Mas voltou no outro dia, para ser mal recebido e outra vez rejeitado. No segundo dia também apareceu e passou a vir todas as tardes. Foi renegado em todas as ocasiões. Desistiu e, no décimo dia, sequestrou a menina na saída da faculdade. Colocou-a dentro de um carro e a levou pra longe.

Parou num terreno qualquer, jogou-a no chão e começou a desfiar xingamentos enquanto tirava o cinto para baixar as calças. Depois do último tapa, que sujou sua mão com o sangue da boca e nariz da ex-namorada, deitou por cima dela, abriu suas pernas e penetrou com uma violência que até então não combinava com a peculiar delicadeza. Ficaram ali, os dois, por uns 10 minutos. Ela desmaiou. Ele foi embora, mas deixou um bilhete: “Para não me ver nunca mais, basta ficar calada”.

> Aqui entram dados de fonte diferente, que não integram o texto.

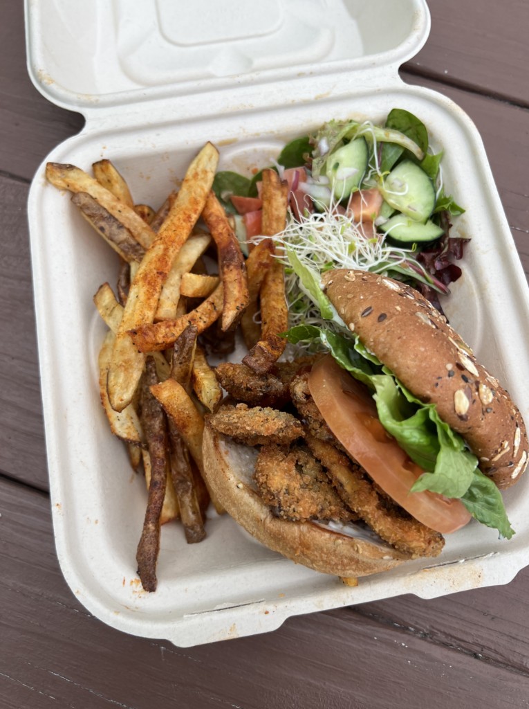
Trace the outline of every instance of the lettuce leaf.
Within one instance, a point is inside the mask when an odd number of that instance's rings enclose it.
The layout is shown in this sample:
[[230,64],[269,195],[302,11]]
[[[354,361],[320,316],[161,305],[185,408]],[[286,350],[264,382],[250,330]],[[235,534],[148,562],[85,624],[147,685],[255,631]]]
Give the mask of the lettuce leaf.
[[411,492],[429,490],[461,499],[477,520],[510,539],[514,533],[494,483],[477,468],[477,459],[459,434],[404,387],[358,337],[312,325],[283,333],[288,341],[319,341],[339,364],[373,392],[380,423],[425,472]]

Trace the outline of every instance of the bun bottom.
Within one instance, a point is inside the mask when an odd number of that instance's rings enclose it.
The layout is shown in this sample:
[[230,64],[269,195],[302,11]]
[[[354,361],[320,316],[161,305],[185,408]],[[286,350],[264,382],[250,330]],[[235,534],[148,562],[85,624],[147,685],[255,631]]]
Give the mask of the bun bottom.
[[208,486],[226,511],[269,549],[323,574],[363,576],[388,571],[411,558],[385,545],[274,516],[257,493],[254,450],[217,433],[208,423],[203,442]]

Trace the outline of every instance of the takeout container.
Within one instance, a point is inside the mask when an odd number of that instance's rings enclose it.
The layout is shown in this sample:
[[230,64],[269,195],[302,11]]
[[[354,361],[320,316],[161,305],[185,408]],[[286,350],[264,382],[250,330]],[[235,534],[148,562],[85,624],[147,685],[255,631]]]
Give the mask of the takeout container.
[[[158,206],[207,140],[220,169],[262,167],[284,143],[326,121],[382,120],[405,108],[444,148],[447,191],[472,236],[446,303],[452,324],[511,393],[529,422],[529,298],[483,145],[468,117],[398,67],[426,40],[423,0],[169,0],[130,4],[26,0],[28,66],[50,101],[86,126],[46,159],[85,169],[108,157],[138,201]],[[144,484],[131,473],[99,401],[105,326],[92,303],[115,282],[117,259],[69,196],[33,181],[29,220],[51,503],[64,576],[88,610],[114,627],[190,646],[279,627],[290,615],[412,593],[433,598],[509,581],[529,563],[526,479],[505,501],[510,542],[477,523],[442,555],[346,587],[268,550],[229,518],[207,539],[162,529],[158,590],[142,590],[135,552]]]

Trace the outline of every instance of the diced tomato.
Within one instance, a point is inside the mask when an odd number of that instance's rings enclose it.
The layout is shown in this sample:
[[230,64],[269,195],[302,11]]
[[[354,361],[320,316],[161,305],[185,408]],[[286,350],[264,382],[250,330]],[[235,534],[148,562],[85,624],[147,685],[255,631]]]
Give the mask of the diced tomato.
[[254,236],[258,236],[262,230],[263,225],[263,211],[256,210],[253,212],[246,212],[243,215],[242,220],[246,229],[246,240],[250,240]]
[[229,199],[239,214],[255,212],[263,206],[263,202],[257,197],[240,197],[237,194],[232,194]]
[[459,500],[410,492],[423,471],[382,428],[369,390],[328,355],[312,367],[309,389],[329,428],[375,482],[431,529],[448,534],[470,514]]
[[358,190],[349,198],[347,211],[355,222],[375,221],[382,201],[382,196],[376,187]]
[[295,218],[298,220],[303,216],[305,211],[312,214],[314,211],[312,200],[306,192],[301,189],[295,189],[290,192],[289,202],[290,209],[292,209]]
[[288,189],[294,191],[297,189],[300,182],[307,182],[307,170],[305,167],[288,167],[285,170],[283,179],[287,181]]

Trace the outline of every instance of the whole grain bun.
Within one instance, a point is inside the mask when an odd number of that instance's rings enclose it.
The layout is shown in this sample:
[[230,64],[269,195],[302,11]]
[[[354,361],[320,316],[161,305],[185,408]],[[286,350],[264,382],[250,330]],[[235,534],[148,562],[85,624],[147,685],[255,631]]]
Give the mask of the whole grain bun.
[[446,318],[414,289],[385,276],[339,269],[324,284],[349,329],[418,398],[436,404],[482,471],[499,488],[516,482],[528,462],[521,415]]
[[208,486],[236,522],[269,549],[324,574],[343,578],[387,571],[408,559],[384,543],[275,517],[252,482],[255,450],[217,432],[206,420],[203,442]]

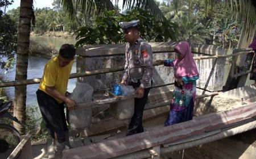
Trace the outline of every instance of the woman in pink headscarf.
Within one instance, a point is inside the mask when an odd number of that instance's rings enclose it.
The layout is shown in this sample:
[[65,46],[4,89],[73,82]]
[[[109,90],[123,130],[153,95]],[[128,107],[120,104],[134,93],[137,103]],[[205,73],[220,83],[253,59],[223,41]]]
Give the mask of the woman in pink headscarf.
[[196,99],[196,81],[199,78],[189,44],[180,41],[174,47],[175,60],[156,60],[166,66],[174,68],[175,84],[170,111],[165,126],[192,119]]

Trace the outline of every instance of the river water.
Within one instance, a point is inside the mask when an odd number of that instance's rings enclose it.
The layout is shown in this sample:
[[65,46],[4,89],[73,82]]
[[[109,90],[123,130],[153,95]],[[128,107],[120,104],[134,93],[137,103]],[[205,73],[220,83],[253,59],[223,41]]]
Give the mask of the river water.
[[[76,43],[74,39],[67,39],[64,38],[58,38],[53,37],[31,37],[31,40],[39,43],[41,45],[51,45],[56,50],[59,50],[61,45],[65,43],[75,44]],[[43,75],[44,66],[46,62],[49,59],[43,57],[30,56],[28,58],[28,66],[27,70],[28,79],[35,78],[41,78]],[[225,81],[228,77],[230,69],[230,66],[227,65],[225,69],[223,84],[225,85]],[[9,72],[6,74],[7,79],[9,81],[14,81],[15,79],[15,66],[11,69]],[[76,62],[74,62],[72,69],[72,73],[76,72]],[[76,79],[71,79],[69,80],[68,85],[68,91],[72,92],[75,87]],[[250,85],[254,83],[253,81],[247,80],[246,85]],[[38,90],[39,84],[28,85],[27,86],[27,106],[38,106],[36,97],[35,92]],[[10,99],[13,99],[14,97],[14,87],[6,87],[6,93]]]
[[[75,40],[57,38],[52,37],[31,37],[30,40],[40,43],[41,45],[51,45],[56,50],[59,50],[60,46],[65,43],[75,44]],[[45,64],[49,59],[43,57],[30,56],[28,57],[28,65],[27,70],[27,79],[41,78],[43,76]],[[15,65],[9,72],[5,74],[5,78],[9,81],[14,81],[15,76]],[[75,62],[71,73],[76,72],[76,62]],[[76,78],[69,80],[68,91],[72,92],[75,87]],[[27,106],[37,107],[38,106],[36,91],[39,84],[28,85],[27,86]],[[14,98],[14,87],[6,87],[6,93],[10,99]]]

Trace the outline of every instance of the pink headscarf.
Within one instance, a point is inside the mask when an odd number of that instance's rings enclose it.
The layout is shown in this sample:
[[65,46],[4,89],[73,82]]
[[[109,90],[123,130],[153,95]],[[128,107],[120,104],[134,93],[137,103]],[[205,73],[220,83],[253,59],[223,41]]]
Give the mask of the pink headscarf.
[[256,49],[256,39],[253,40],[253,42],[248,46],[249,48],[252,48],[253,49]]
[[193,59],[189,44],[187,41],[180,41],[174,47],[174,49],[184,56],[183,58],[176,59],[174,61],[174,76],[192,77],[199,76],[199,73]]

Momentos depois, o garoto da mochila encontra a amiga jogada no chão. Ele a havia seguido, porque viu um homem encapuzado, de carro estranho, levá-la de perto da faculdade. Ele se aproxima e pergunta, assustado: “Quem foi? Quem foi?”. Ela amassa o bilhete rapidamente, esconde na palma e responde: “Não sei. Ele não tirou o capuz”. O rapaz insiste em levá-la para o hospital. As sirenes da polícia estão cada vez mais próximas, atendendo ao chamado do colega. “Não! Me leve pra casa. Eu só quer ir pra casa”. E os dois, se escondendo da polícia, partiram em silêncio. Ela, de cabeça baixa, via as lágrimas pingarem o chão e sentia a certeza de que jamais amaria alguém.